Le gouvernement helvétique doit encore mettre un point final aux mandats qui concernent les accords de Schengen et ceux de Dublin (criminalité organisée et immigration clandestine). Il doit aussi fixer les mandats sur la libéralisation des services et sur la fiscalité de l’épargne.
Mais la manière dont il mènera ces négociations avec l’Union européenne ne fait plus aucun doute. L’ambassadeur Jacques de Watteville l’a rappelé, avec force, mercredi, au Club suisse de la Presse.
«Les dix thèmes de négociations doivent être menés en parallèle. Il serait inconcevable que nous avancions uniquement sur les dossiers où l’Union européenne est demandeuse et que les autres restent en panne», martèle le patron du service économique et financier du Département fédéral des affaires étrangères (DFAE).
Problème de calendrier
Cette semaine, les Quinze ont rappelé qu’ils voulaient conclure un accord sur la fiscalité de l’épargne, avant l’été déjà. La présidence espagnole de l’Union en a d’ailleurs fait une de ses priorités. Mais, ils n’ont pas arrêté leur position sur les services et Schengen.
«Sitôt que ces mandats seront prêts, nous pourrons avancer très vite, affirme Jacques de Watteville. Les délais que l’Union européenne s’est fixés sont un problème pour elle. Pas pour la Suisse.»
Enfonçant le clou, l’ambassadeur suisse souligne également que le calendrier européen est purement artificiel: «c’est une décision politique de l’Union. La Suisse, elle, n’a pas de date butoir dans ces négociations».

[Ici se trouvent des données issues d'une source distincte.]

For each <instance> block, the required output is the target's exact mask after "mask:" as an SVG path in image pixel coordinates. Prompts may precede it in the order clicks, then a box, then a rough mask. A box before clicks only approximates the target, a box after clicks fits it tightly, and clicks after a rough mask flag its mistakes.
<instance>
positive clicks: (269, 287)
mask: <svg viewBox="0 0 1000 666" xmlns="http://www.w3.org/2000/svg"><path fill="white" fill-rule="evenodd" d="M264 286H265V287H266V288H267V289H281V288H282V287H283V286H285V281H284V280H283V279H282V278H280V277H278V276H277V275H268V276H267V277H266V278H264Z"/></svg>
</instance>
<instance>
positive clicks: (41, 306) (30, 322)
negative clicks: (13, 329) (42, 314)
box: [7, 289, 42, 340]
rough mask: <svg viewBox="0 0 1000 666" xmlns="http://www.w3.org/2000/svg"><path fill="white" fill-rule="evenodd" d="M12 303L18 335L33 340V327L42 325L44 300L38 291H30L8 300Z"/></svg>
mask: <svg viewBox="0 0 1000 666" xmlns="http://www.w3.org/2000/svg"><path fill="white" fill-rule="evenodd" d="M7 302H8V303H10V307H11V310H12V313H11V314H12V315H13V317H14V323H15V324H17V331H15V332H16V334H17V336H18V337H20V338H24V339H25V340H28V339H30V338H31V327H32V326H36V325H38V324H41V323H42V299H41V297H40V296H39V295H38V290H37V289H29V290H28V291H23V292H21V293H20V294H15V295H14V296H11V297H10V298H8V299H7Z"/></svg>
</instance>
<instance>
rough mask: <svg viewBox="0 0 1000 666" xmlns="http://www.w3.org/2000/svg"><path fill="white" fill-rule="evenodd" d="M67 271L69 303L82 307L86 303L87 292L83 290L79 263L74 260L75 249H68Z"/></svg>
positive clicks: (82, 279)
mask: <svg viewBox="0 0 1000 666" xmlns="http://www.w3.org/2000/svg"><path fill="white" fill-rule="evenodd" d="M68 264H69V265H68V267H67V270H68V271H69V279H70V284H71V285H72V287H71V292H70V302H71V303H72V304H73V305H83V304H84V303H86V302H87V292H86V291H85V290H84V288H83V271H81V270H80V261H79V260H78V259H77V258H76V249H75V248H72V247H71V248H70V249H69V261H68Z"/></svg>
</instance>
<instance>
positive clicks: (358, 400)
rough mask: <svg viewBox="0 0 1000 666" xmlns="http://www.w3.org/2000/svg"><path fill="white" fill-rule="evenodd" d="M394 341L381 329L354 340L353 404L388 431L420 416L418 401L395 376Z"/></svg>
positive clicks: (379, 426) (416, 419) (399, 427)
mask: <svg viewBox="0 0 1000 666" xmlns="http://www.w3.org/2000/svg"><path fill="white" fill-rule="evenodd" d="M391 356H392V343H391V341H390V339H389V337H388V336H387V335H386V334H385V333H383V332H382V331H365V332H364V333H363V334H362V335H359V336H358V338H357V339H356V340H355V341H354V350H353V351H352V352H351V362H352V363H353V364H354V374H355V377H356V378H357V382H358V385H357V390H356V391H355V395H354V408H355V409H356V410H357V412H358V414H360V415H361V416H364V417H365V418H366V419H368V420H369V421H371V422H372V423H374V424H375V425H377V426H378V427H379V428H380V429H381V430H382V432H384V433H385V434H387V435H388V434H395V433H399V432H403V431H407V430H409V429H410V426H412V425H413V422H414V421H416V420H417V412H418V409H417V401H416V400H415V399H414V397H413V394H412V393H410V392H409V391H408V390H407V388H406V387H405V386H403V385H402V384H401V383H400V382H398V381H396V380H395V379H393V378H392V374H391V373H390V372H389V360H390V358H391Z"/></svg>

Quoi qu’il en soit, Jacques de Watteville est persuadé que la Suisse pourra maintenir sa politique: «les pays de l’Union comprennent notre position. Ils comprennent également qu’une coopération dans le domaine de la sécurité intérieure (Schengen) est importante pour eux».
La Suisse n’est pas seule
L’ambassadeur s’est également montré optimiste sur les divergences de fond, en particulier dans le domaine fiscal. «L’imposition à la source proposée par la Suisse est une idée qui est soutenue par le Luxembourg et par l’Autriche», précise Jacques de Wattevile.
Le chef du service économique et financier du ministère suisse des Affaires étrangères n’exclut donc pas que l’Europe finisse par renoncer au système généralisé de surveillance des transactions financières. Un système qui obligerait la Suisse à échanger des informations dans ce domaine avec les Quinze.